The poll measures emotional response, including emotional temperature, to candidates and key issues, gauging their appeal, level of engagement with the candidates and feelings of empowerment. Understanding emotional responses taps into why people think and act the way they do and are highly predictive of behavior.
As of early March, in the earlier days of the outbreak in the U.S., Republicans’ feelings about the government’s response to COVID-19 was slightly above average. Democrats, meanwhile, were slightly below average and Independents’ feelings were right in the middle of Democrats and Republicans.
The poll asked a series of healthcare related issues, where there was more commonality among all three groups. Democrats, Republicans and Independents were all above average in their feelings about the need to include pre-existing conditions for health insurance.

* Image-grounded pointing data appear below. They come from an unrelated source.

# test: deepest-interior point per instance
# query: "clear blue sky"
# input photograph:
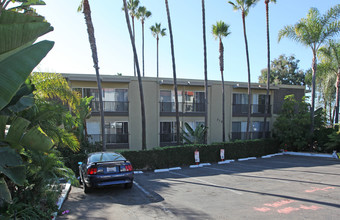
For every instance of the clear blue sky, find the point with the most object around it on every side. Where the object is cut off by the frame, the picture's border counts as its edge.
(71, 53)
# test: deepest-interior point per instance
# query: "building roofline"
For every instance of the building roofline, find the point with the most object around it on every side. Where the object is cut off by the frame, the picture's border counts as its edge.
(169, 81)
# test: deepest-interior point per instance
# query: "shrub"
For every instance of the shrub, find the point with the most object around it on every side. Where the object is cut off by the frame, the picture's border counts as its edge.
(184, 155)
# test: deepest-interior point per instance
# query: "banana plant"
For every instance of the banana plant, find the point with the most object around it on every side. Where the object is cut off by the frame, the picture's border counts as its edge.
(19, 55)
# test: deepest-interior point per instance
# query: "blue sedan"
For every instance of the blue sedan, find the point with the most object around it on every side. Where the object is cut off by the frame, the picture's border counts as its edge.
(105, 169)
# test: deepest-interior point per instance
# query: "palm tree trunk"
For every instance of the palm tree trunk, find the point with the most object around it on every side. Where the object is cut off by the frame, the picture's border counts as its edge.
(139, 78)
(143, 46)
(313, 92)
(205, 73)
(174, 72)
(134, 41)
(268, 72)
(248, 66)
(223, 99)
(337, 97)
(92, 39)
(157, 56)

This issue elicited the most positive feelings for Independents and the second most positive feelings for Republicans among all of the issues addressed.
There was also commonality on feelings about healthcare quality, health insurance costs and insurance companies overall. All three issues were near the bottom of the Emotional Temperature gauge for Democrats, Republicans and Independents. Republicans were slightly more positive in their feelings than the other groups, but still below average.
The groups split on issues of “Medicare for All” and universal healthcare. Both Democrats and Independents were well above average in their feelings about both issues, suggesting this could be an important platform for all candidates in this year’s election. Republicans were slightly below average in their feelings for both.
The poll also asked how respondents felt about the idea of a female president. All three groups felt above average about the prospects of a woman in the Oval Office, with Independents feeling most positive about the prospect, findings that could validate former Vice President Joe Biden’s pledge to name a female vice president.
However, voters split around other women’s issues. When asked about the way women are treated in U.S. society today, Democrats were not particularly positive about their treatment, while Republicans felt very positive. Independents feelings were average. How women are treated elicited the most positive feelings by Republicans of any of the issues addressed.
On the question about a woman’s right to choose, Democrats and Independents were well above average in their feelings while Republicans were, somewhat surprisingly, average. In fact, for Independents, a woman’s right to choose was the second highest issue in terms of positive feelings.
The poll, conducted on March 8 among 200 voters nationwide, asked about 26 “Unsettled Matters,” issues confronting voters in 2020.